We’re all aware that software is in the center of everything in the world and is becoming as ubiquitous as electricity. But not all the problems have been solved by computing. There are certain classes of problems that used to be traditionally very hard for computing to solve. There are still problems that software doesn’t handle very well like image recognition and speech recognition. Then there is natural language processing, for example if you give a text can the system understand what that text is about and then autonomous driving, where in realtime the software does driving in the real world scenario and then there is a medical image processing which typically involves specialized people to look at CT scans and other medical images.

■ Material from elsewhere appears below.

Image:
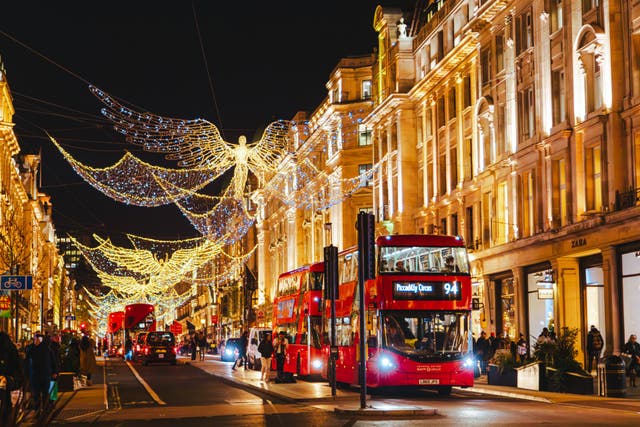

One of the common themes across these challenges is that it’s not a simple number crunching but rather it involves some sort of a cognition to perform really well in these areas. It requires some sort of intelligence to make sense out of the data which is typically in the realm of human intelligence. Machine learning has made huge advances in these areas and currently there is a huge Improvement.

Here is the chart that shows improvement on the areas that I have mentioned like image classification, Machine translation and Medical image processing. I have highlighted the areas where you see a huge change, in fact it’s a step change in terms of improvement. These are results for samples where it is compared against humans. For example, image classification – when you show a picture of an image of a dog, it’s very simple for humans to identify but a hard challenge for computers. If you look at this chart, it does almost achieve 90 to 95 %. Medical imaging requires very special skill, for example like a doctor or radiologist, who has to look at the CT scans, x-ray images and then identify the cases like tumors etc., even in this it achieves 90 to 95 percent which is closer to human efficiency. It is as good as any specially trained humans.

In the case of autonomous driving, it used to be a dream but these days it has achieved about 30%. You might all be aware that chess has been a solved problem as computers beat humans in chess some twenty years before, but even then scientists claimed that the game Go cannot be solved any time soon. It is very hard for computers to beat humans in the game of Go because Go as a game has very complex game play. Because it takes years and years for an expert to get trained on Go but a program called AlphaGo by Google has beat a top notch Go player recently.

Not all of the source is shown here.